Distributional Robustness Loss for Long-Tail Learning

Dvir Samuel, Gal Chechik; Proceedings of the IEEE/CVF International Conference on Computer Vision (ICCV), 2021, pp. 9495-9504

Real-world data is often unbalanced and long-tailed, but deep models struggle to recognize rare classes in the presence of frequent classes. To address unbalanced data, most studies try balancing the data, the loss, or the classifier to reduce classification bias towards head classes. Far less attention has been given to the latent representations learned with unbalanced data. We show that the feature extractor part of deep networks suffers greatly from this bias.
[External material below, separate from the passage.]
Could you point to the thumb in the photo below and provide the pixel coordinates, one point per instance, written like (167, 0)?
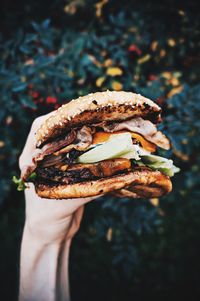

We propose a new loss based on robustness theory, which encourages the model to learn high-quality representations for both head and tail classes. While the general form of the robustness loss may be hard to compute, we further derive an easy-to-compute upper bound that can be minimized efficiently. This procedure reduces representation bias towards head classes in the feature space and achieves new SOTA results on CIFAR100-LT, ImageNet-LT, and iNaturalist long-tail benchmarks. We find that training with robustness increases recognition accuracy of tail classes while largely maintaining the accuracy of head classes. The new robustness loss can be combined with various classifier balancing techniques and can be applied to representations at several layers of the deep model.